The 28 Y-SNPs were divided into two multiplexes such as to allow a hierarchical typing strategy. Multiplex 1 covers haplogroups BCDEF, B, C, DE, D, E, F, F3, G, H, IJKLT, I, J and KLT. If a sample is found to belong to the latter, it can subsequently be typed with multiplex 2 which covers haplogroups KLT, K, K1, K2, K3, K4, M, N, O, P, Q, R, R-M412 (also known as R1b1a2a1a), S and LT.

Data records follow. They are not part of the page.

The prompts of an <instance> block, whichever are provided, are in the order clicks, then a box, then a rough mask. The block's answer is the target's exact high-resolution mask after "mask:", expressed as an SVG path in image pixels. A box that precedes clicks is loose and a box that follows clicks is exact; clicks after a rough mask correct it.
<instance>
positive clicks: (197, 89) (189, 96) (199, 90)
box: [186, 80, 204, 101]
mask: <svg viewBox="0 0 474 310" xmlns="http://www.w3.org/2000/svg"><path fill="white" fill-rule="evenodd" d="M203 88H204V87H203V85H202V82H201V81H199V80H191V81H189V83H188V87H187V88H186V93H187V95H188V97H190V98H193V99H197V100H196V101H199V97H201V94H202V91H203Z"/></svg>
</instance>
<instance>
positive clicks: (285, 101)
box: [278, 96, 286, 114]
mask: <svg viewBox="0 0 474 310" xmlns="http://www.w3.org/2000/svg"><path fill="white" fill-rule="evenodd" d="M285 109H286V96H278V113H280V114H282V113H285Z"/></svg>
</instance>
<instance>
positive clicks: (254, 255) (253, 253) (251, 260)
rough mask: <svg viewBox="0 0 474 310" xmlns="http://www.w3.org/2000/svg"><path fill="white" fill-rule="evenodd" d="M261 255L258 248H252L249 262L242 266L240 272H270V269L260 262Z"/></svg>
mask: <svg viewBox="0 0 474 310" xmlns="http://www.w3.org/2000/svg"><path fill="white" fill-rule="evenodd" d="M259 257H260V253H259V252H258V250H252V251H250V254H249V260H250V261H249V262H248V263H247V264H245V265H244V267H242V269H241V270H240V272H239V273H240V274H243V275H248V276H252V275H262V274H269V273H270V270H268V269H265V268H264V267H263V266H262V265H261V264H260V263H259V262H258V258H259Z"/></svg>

To maintain high sensitivity of the multiplexes, PCR amplicons were kept short with an average length of 103 bp (minimum, 46 bp; maximum, 178 bp). The recommended amount of template DNA for the PCR reactions is 1–2 ng, which gives satisfactory results when the DNA is of reasonable quality (Fig. 2). Although we did not further evaluate the sensitivity of the two multiplex assays, we expect that in many cases, lower amounts of template DNA will still yield informative genotypes.

Fig. 2
figure 2

Typical electropherograms obtained with the two Y-SNP multiplex assays introduced here, using DNA samples belonging to a range of Y haplogroups. For each peak, the detected allele is indicated in concordance with Tables 1 and 2. As is convention, the yellow dye is shown as black for better contrast

The multiplexes were optimized on a Genetic Analyzer using POP-7 polymer. We noticed in the past that the type of POP polymer has some influence on the relative electrophoretic mobilities as well as peak intensities of the extended fragments. Therefore, re-adjustment of 5′ tail lengths as well as reaction concentrations of the extension primers might be necessary when employing a POP polymer that is different from the one used here.

Conclusion

The multiplex assays presented here form a convenient tool for detecting the major worldwide Y haplogroups, hence giving a first idea about the patrilineal bio-geographic ancestry of men, being of relevance in forensic investigation and anthropological research. Notably, for most of the haplogroups covered here, more detailed phylogenetic resolution can be obtained by genotyping additional Y-SNPs. Hence, we foresee that additional multiplex assays, targeting more downstream Y-SNPs and dedicated to the dissection of particular (sub)haplogroups, will form useful additions to the global assays presented here. For more complete reconstruction of a person's overall bio-geographic ancestry, we recommend that Y-chromosome markers are combined with ancestry-informative markers from mitochondrial DNA and autosomal DNA, as already achievable with efficient multiplex tools offering resolution on a continental level [e.g. 7, 13].